For one, the numbers recently dug up by Tulsa World reveal that Bass Pro’s sales in the suburban Tulsa store have not followed economic trends. The outdoor gear retailer has grown sales there in three of the last four years, according to Tulsa World’s coverage of Bass Pro’s lease payments to Broken Arrow. Apparently, even during widespread economic hardships, fishermen, hunters, campers and golfers still spend on their hobbies. Maybe, it’s because of the recession they keep spending – as a form of an outlet.
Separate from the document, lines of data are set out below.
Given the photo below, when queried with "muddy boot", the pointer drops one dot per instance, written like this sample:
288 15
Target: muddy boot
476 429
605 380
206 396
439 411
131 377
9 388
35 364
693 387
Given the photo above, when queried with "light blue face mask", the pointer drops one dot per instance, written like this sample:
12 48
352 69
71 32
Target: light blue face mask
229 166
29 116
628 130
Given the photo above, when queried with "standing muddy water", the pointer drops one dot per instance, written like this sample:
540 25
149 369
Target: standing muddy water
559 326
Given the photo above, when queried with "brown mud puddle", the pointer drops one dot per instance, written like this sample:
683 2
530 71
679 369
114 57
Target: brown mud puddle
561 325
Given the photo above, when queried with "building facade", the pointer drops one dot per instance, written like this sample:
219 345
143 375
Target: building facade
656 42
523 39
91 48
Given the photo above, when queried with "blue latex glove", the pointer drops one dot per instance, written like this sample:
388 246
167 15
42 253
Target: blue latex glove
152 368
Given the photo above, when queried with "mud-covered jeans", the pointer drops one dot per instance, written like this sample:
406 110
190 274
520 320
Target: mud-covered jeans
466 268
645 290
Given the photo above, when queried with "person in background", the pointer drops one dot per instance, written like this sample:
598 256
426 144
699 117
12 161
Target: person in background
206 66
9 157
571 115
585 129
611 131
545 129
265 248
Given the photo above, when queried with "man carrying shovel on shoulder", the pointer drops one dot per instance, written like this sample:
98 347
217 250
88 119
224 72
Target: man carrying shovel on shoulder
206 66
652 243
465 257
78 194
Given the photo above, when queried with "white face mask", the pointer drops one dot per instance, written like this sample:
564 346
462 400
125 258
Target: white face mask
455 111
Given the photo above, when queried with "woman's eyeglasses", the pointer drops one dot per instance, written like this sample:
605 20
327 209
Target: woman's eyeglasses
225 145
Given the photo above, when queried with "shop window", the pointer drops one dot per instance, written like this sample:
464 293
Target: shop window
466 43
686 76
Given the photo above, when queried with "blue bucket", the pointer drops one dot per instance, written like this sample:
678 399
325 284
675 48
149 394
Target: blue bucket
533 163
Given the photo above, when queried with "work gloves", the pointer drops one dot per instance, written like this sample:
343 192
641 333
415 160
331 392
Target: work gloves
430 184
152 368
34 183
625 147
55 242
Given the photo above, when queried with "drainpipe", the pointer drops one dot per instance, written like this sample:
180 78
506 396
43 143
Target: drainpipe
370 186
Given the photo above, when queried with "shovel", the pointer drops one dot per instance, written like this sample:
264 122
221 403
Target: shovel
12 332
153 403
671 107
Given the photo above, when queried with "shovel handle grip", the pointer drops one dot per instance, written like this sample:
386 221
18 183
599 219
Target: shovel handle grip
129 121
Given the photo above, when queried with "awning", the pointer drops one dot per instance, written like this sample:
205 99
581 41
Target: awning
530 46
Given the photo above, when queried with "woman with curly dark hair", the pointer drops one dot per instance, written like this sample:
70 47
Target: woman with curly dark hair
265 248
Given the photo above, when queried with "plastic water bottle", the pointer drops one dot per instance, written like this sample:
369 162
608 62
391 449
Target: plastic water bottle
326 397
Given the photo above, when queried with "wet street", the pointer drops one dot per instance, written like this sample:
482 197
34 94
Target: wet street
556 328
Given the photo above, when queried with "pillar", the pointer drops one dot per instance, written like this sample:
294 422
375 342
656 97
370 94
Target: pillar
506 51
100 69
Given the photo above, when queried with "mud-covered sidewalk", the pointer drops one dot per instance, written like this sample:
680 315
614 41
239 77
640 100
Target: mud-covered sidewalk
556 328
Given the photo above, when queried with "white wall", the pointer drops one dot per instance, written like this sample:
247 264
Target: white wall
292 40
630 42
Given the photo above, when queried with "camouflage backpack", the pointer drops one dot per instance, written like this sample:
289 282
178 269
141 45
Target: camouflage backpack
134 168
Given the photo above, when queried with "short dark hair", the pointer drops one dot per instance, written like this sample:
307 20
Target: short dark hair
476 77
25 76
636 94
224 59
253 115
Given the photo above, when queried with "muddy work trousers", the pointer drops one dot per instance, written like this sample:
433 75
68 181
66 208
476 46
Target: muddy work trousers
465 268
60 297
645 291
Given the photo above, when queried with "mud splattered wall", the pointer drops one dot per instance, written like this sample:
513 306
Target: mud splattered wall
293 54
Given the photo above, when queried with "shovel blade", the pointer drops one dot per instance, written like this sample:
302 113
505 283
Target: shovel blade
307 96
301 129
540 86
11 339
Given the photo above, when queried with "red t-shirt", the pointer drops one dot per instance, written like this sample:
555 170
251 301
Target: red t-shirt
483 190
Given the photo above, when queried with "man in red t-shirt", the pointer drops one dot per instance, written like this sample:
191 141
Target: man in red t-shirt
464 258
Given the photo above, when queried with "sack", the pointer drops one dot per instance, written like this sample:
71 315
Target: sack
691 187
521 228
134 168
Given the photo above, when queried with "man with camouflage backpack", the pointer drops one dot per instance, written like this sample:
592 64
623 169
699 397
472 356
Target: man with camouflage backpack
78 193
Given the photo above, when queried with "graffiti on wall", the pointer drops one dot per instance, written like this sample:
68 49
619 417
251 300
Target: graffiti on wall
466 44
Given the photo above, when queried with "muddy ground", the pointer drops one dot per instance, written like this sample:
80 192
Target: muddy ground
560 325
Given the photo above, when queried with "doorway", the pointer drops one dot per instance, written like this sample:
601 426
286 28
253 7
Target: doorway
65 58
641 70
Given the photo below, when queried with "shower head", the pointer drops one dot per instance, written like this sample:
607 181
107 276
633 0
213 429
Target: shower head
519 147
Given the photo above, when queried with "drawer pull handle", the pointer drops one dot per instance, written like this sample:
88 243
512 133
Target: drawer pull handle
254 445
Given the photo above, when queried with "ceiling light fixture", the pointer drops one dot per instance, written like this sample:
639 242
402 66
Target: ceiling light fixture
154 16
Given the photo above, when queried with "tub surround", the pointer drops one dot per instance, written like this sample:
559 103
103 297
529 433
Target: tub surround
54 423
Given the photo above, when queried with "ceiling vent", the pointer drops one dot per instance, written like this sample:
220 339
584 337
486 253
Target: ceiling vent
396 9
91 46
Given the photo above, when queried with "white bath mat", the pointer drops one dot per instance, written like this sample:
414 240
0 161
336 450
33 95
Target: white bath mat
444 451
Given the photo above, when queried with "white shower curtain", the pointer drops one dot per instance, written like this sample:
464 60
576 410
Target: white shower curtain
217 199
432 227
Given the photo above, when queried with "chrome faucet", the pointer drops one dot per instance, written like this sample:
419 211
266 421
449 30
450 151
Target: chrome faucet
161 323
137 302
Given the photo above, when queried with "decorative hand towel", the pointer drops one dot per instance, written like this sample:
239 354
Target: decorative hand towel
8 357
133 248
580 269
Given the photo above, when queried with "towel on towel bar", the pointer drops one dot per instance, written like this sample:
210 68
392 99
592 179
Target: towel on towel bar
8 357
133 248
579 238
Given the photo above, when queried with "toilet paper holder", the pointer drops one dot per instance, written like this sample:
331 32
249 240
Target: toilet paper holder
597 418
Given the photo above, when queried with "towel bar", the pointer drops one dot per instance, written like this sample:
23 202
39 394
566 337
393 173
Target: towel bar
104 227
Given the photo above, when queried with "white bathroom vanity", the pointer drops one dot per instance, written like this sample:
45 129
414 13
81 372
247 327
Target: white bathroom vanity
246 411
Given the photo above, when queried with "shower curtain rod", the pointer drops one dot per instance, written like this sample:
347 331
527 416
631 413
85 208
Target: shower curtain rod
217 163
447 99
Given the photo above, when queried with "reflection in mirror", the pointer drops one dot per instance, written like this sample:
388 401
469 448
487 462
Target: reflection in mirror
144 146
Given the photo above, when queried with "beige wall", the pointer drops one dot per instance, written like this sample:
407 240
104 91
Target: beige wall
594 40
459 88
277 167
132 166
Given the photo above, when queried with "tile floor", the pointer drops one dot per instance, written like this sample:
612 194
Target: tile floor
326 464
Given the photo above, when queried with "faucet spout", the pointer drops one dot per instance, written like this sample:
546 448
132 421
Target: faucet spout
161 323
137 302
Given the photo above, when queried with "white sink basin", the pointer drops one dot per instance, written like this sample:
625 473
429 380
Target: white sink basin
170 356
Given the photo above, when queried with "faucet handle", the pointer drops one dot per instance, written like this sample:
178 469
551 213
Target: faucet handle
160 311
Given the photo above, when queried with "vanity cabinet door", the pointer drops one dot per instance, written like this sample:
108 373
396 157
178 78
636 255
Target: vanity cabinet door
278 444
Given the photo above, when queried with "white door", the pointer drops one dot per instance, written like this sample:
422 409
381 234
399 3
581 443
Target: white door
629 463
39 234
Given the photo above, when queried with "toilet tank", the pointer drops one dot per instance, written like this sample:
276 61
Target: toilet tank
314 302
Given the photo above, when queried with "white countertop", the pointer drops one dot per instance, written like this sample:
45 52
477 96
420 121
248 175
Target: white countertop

City officials in Broken Arrow need to see the hobby spending as they pay down a controversial $24 million loan that financed construction of the $20 million Bass Pro store, which opened in late 2005, and road infrastructure in the Stone Wood Hills development it anchors. Under terms of the development agreement, Springfield-based Bass Pro remits to the city 2 percent of annual store sales and cuts another check, if necessary, to cover the balance. According to Tulsa World and city records, Bass Pro has met its $850,000 lease payment each year since 2006 – but it has had to make balloon payments of at least $100,000 annually to cover the rent.

For instance, in 2010, the store’s highest-grossing sales year, Bass Pro paid Broken Arrow $747,247, or 2 percent of store sales, plus $102,753 to cover the balance. That means Bass Pro rang up nearly $37.5 million in 2010 sales in Broken Arrow. Extrapolating that sales figure across its 57 stores, Bass Pro would tally more than $2.1 billion in annual sales. Forbes data, however, would suggest the Broken Arrow store is on the lower to middle end of revenue generators for Bass Pro. In the magazine’s list of the largest private companies in America, Forbes estimated 2010 sales of $3.65 billion, ranking Bass Pro No. 96 on 7 percent annual revenue growth. Forbes also included revenues from other Bass Pro holdings Tracker Marine and Big Cedar Lodge.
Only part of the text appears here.